Billy Wilder fait vivre cette idée à travers le personnage de l'Empereur. Loin d'être un vénérable patriarche ou une simple source de comédie, François-Joseph se révèle l'un des personnages les plus intéressants de cette drôle d'opérette. Il correspond bien sûr en tous points avec l'imagerie traditionnelle qui entoure ce personnage : la tenue impeccable, les favoris imposants, le mélange d'autorité et de bienveillance. Mais lui-même désamorce de manière comique cet ensemble qui pourrait sembler sans invention. Lors de sa rencontre en privé avec Smith, il se laisse aller à parler de ses favoris. Il ne les aime pas particulièrement, ils ne sont guère pratiques.

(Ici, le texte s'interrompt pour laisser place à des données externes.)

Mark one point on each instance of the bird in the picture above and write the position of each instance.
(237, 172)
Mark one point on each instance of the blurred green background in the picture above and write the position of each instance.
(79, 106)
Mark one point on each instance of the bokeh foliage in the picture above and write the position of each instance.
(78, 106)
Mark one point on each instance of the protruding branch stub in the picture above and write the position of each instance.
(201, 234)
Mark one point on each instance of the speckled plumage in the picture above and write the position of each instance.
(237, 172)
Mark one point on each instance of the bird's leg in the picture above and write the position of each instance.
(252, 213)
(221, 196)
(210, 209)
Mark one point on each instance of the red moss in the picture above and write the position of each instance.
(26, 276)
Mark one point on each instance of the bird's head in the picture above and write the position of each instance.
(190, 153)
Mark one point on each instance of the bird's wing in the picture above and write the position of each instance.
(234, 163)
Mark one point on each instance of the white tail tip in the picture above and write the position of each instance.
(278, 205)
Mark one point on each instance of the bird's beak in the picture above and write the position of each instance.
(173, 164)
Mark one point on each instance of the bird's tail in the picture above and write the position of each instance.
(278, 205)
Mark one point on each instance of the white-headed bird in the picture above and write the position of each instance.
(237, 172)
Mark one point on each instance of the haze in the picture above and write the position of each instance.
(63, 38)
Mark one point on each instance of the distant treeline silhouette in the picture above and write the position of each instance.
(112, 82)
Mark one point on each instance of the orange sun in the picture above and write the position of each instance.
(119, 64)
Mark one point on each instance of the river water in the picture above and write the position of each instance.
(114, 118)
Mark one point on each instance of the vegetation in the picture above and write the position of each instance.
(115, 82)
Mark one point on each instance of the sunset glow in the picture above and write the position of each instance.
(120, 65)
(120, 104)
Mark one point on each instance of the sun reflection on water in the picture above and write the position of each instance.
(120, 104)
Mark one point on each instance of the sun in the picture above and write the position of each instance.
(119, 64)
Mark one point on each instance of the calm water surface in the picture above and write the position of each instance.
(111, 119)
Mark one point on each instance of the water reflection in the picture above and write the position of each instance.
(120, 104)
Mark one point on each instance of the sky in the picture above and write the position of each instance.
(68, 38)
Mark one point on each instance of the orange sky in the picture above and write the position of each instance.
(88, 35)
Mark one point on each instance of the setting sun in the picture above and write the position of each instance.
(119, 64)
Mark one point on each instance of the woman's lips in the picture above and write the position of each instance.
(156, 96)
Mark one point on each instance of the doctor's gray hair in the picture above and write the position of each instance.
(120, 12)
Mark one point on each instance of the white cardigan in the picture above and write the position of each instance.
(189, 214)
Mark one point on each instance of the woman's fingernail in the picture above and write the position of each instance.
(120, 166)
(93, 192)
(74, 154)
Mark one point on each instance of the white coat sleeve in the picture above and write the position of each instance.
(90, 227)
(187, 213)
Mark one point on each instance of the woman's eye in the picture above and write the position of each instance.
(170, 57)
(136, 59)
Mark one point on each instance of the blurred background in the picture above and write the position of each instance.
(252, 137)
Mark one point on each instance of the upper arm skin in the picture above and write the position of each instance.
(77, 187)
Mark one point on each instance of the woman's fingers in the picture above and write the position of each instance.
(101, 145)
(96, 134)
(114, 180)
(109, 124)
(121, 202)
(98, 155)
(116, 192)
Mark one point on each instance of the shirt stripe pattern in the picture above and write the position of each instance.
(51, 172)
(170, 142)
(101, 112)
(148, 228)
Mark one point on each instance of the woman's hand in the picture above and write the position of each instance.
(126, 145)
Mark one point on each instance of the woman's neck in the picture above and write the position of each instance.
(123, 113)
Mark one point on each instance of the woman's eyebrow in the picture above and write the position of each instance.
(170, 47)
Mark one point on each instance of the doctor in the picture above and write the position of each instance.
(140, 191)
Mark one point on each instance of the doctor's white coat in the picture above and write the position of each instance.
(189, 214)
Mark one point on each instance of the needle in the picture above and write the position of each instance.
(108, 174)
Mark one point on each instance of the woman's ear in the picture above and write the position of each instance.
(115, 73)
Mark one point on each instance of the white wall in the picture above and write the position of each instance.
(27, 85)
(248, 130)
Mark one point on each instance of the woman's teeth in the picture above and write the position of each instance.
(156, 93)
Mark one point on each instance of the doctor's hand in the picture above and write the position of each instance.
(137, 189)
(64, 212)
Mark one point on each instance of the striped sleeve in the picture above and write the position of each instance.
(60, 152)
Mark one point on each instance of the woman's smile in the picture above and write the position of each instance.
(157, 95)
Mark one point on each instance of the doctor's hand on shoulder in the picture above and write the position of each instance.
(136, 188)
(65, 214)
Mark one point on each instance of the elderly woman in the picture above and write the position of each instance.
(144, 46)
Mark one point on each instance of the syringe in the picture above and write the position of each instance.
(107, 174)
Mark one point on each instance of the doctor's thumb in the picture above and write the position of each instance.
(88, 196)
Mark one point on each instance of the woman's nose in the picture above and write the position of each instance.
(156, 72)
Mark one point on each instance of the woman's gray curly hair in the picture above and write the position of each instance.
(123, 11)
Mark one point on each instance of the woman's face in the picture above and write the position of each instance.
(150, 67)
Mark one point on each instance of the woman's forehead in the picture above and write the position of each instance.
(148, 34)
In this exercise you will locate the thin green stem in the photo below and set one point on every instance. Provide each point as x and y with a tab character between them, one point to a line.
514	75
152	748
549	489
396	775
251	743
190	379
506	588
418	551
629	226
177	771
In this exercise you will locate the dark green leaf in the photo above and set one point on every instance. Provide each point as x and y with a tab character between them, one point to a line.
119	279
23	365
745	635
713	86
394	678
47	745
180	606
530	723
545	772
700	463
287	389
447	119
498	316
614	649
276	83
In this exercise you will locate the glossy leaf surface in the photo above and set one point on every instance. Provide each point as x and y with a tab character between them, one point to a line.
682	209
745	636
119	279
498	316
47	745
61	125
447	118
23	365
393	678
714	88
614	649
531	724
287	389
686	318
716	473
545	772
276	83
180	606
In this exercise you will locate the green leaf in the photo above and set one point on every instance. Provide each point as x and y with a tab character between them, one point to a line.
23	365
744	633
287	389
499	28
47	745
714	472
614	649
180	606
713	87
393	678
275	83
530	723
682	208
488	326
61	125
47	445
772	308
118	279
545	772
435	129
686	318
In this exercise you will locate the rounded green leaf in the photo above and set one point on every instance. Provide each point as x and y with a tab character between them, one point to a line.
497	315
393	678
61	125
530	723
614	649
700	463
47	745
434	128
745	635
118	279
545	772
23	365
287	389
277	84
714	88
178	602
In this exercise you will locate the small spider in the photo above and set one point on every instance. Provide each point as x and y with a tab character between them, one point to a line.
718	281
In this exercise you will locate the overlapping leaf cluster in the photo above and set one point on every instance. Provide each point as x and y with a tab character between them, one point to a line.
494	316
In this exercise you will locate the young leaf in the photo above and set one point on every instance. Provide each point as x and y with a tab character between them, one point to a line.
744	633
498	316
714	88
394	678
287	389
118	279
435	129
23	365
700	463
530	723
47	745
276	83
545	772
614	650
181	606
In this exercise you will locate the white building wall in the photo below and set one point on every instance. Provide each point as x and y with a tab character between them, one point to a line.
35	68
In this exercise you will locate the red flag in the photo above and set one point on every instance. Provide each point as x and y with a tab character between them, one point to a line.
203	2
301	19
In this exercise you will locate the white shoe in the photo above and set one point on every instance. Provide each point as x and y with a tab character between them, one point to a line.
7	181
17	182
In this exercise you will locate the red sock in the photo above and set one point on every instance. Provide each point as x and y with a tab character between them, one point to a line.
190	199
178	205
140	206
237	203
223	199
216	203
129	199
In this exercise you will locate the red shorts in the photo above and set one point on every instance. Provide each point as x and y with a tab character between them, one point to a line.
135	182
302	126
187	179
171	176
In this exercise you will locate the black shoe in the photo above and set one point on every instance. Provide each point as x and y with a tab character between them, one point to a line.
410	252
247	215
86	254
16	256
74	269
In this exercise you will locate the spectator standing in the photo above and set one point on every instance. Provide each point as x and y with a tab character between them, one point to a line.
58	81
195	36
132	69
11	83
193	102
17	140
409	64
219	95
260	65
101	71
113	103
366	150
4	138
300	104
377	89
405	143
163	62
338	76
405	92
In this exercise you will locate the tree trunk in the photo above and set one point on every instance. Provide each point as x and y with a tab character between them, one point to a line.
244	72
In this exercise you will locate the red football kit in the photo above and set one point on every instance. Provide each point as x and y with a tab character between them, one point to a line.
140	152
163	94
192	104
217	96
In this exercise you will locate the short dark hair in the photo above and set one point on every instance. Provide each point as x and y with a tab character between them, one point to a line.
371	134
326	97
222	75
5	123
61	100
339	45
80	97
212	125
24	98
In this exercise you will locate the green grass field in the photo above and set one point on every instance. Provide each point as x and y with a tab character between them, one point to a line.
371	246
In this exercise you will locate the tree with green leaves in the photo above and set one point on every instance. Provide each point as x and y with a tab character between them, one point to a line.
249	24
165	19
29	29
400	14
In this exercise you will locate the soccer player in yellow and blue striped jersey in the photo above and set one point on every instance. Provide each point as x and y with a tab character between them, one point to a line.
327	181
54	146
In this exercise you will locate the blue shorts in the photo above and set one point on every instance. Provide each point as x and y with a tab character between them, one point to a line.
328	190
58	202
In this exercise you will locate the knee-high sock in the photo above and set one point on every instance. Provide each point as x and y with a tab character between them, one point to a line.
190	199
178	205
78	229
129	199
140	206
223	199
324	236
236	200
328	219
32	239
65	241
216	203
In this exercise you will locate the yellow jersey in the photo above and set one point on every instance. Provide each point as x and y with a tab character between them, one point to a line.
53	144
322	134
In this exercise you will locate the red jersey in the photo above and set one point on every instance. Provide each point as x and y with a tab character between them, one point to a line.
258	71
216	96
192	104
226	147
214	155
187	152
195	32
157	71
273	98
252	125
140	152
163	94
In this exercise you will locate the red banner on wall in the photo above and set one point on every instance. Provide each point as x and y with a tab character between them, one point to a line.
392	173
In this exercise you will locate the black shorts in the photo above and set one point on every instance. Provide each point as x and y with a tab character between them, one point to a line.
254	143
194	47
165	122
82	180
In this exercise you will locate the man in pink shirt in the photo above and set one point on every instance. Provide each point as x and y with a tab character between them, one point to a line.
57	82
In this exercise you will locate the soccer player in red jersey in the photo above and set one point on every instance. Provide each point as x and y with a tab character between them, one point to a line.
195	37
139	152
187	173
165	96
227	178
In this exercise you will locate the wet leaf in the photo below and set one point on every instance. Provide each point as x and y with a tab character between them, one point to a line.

Mais pourtant, s'il les coupait, dit-il, tout l'Empire s'effondrerait. Sans compter la délicate question de son profil, frappé sur les pièces de monnaie. Le royaume austro-hongrois, en cette période d'avant-guerre, ne tient déjà plus que par un poil de son Empereur. De ce constat, à la fois comique et nostalgique, Billy Wilder fait du personnage de l'Empereur une sorte de sage, le seul de la cour à être conscient de la fragilité de son monde, du caractère artificiel de sa survie, qui ne tient que sur les épaules d'un vieil homme. On pense à Joseph Roth et à la Marche des Radetzky devant cet homme, « le plus vieil empereur du monde », qui se demande ce qui demeurera de son royaume après lui. « Des escargots vivant dans leur jolie petite coquille tordue » : voilà comment il voit sa cour et son monde. Un monde qui risque à tout instant de se faire écraser, et qui préfère se cacher dans ses palais et ses traditions plutôt que de se confronter au nouveau monde. Un peu plus tôt dans le film, l'Empereur faisait les cents pas dans une antichambre, ou plus exactement tournait en suivant une spirale dans le sol. Escargot, lui aussi. Tout au long du film, la menace d'un attentat est évoquée. Elle apparaît surtout de manière comique, puisque le traître n'est autre que Smith, armé de son phonographe. Mais on ne peut aussi s'empêcher d'y voir l'annonce d'un autre attentat, réussi cette fois, qui eu lieu à Sarajevo et qui marqua à jamais la fin de l'Empire austro-hongrois.


(1) Et qui suffirait à prouver que, même dans un film que son auteur juge mineur, il y a des beautés évidentes.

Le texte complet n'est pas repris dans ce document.